Donald Trump and his pick to lead the Obamacare repeal effort, Rep. Tom Price, share a vision that the current health care system needs to be completely uprooted.
But the two men have articulated wildly divergent visions for what comes next — and that's making it hard for Hill Republicans to figure out where to start on a coherent replacement plan once Obamacare is gone.
Over the weekend, Trump said he wants to substantially expand coverage once Price is confirmed as Health and Human Services secretary — "insurance for everybody" as he put it to the Washington Post. But as a House member and former chairman of the House Budget Committee, the Georgia Republican wrote one of the most conservative visions for health care, although his plan never included universal coverage as a stated goal.
Price's plan has little support in the Senate and supposedly hasn't come up in discussions with Trump. A senior transition official tells CNN that's because "the incoming administration wants Price to be inoculated from questions about what Trump's alternative to the Affordable Care Act looks like when he faces probing senators this week." Or perhaps it's because Trump is saying he wants beautiful health insurance for everyone which is definitely not what Price or any other Republican wants.

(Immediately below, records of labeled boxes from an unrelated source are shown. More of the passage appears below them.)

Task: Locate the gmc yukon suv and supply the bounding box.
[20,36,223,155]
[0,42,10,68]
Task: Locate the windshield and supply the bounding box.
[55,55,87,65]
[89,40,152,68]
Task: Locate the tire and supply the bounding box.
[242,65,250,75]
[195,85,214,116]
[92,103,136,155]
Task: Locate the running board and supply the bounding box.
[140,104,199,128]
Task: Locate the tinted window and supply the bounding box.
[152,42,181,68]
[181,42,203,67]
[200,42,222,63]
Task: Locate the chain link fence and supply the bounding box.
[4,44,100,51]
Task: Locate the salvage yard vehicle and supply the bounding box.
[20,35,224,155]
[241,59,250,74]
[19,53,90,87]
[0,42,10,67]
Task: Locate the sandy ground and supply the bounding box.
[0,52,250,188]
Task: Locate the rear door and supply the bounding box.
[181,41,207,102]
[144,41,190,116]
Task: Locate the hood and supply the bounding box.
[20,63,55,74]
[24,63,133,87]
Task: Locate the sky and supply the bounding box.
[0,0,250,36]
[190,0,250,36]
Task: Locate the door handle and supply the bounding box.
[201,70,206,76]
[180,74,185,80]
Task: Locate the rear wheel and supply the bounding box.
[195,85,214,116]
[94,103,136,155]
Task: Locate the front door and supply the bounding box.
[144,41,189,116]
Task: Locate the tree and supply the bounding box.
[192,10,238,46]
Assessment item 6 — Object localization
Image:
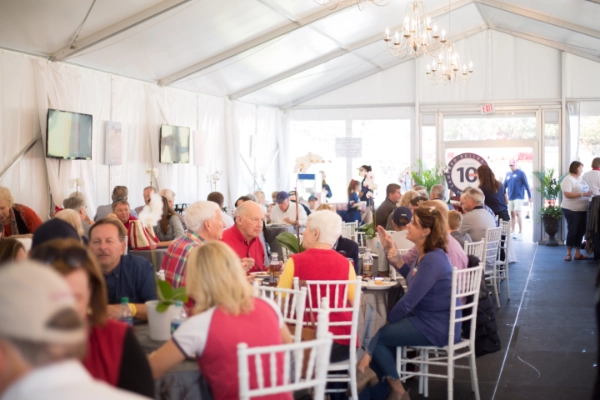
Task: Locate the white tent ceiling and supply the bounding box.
[0,0,600,106]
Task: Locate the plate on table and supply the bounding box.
[362,279,398,290]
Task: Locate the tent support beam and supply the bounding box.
[50,0,192,61]
[473,0,600,39]
[0,134,42,178]
[279,24,489,110]
[490,26,600,63]
[158,3,352,86]
[229,0,473,100]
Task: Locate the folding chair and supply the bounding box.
[481,227,502,308]
[496,220,511,299]
[304,278,362,400]
[396,263,484,400]
[463,239,485,261]
[254,278,306,343]
[237,310,333,400]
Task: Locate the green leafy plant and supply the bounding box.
[533,168,567,219]
[275,232,304,254]
[410,160,444,193]
[156,279,188,313]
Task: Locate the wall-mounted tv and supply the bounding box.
[159,125,190,164]
[46,109,93,160]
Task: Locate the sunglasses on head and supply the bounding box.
[31,246,88,268]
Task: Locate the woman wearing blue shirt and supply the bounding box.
[357,206,462,400]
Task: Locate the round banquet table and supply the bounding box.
[134,323,212,400]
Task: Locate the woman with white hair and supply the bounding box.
[278,210,356,362]
[0,186,42,237]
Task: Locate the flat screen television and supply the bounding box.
[158,125,190,164]
[46,109,93,160]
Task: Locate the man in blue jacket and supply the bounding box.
[504,160,531,236]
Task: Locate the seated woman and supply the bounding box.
[278,211,360,362]
[52,209,89,244]
[345,179,361,222]
[149,241,292,400]
[109,199,137,232]
[31,239,154,398]
[357,206,461,400]
[0,238,27,264]
[0,186,42,237]
[154,196,185,247]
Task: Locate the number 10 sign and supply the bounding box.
[445,153,487,195]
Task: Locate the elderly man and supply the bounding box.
[89,218,157,320]
[135,186,158,215]
[375,183,402,228]
[206,192,234,229]
[270,192,307,225]
[429,184,450,211]
[94,186,137,221]
[0,261,145,400]
[460,188,496,242]
[223,200,266,272]
[63,192,92,237]
[161,201,223,288]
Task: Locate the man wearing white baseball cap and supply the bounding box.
[0,261,145,400]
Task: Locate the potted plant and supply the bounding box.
[534,169,566,246]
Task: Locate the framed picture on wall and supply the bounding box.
[104,121,123,165]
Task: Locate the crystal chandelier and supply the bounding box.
[426,42,473,85]
[315,0,390,10]
[383,1,446,58]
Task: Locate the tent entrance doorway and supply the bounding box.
[442,140,539,242]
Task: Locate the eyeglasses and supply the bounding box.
[31,246,88,268]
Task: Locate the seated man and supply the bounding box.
[89,218,157,320]
[0,261,145,400]
[63,192,93,237]
[270,192,307,226]
[160,201,223,288]
[206,192,234,229]
[94,186,137,221]
[460,188,496,242]
[448,210,473,245]
[135,186,158,215]
[223,200,266,272]
[375,183,402,228]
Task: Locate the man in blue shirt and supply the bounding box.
[504,160,531,239]
[89,218,158,320]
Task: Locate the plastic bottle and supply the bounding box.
[362,247,373,278]
[171,300,187,335]
[269,253,279,283]
[117,297,133,326]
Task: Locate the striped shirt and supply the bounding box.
[160,231,204,288]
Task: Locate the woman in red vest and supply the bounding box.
[278,210,356,362]
[31,239,154,398]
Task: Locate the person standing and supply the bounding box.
[560,161,592,261]
[504,160,531,239]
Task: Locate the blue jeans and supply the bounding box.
[367,318,432,380]
[562,208,587,248]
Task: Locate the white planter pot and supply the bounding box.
[146,300,175,341]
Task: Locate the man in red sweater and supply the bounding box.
[222,201,266,272]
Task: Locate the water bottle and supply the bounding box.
[171,300,187,335]
[117,297,133,326]
[363,247,373,278]
[269,253,279,283]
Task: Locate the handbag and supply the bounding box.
[127,220,159,250]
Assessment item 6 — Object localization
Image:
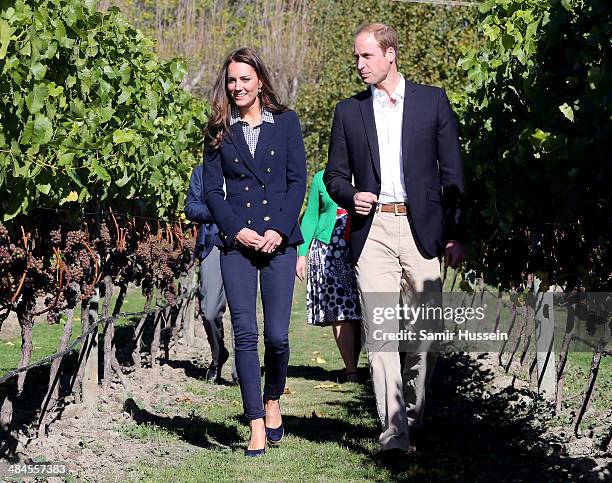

But that gives senators lots more time to ask Price about his ongoing ethics problems, like Monday's revelation that Price personally invested in a company, wrote legislation immediately afterward that would benefit that company, and then received campaign contributions from the same company, all in a matter of weeks. Senators could spend plenty of time exploring that, should they wish. They could also ask about the sweetheart deal he got on stocks with another health company, one which has given him "about a 400 percent paper gain in his investment in Innate Immuno, stock trading records show."
There's sure going to be plenty for the Democratic senators on the health committee to talk to Price about on Thursday, whether or not he's been helping Trump on a replacement plan.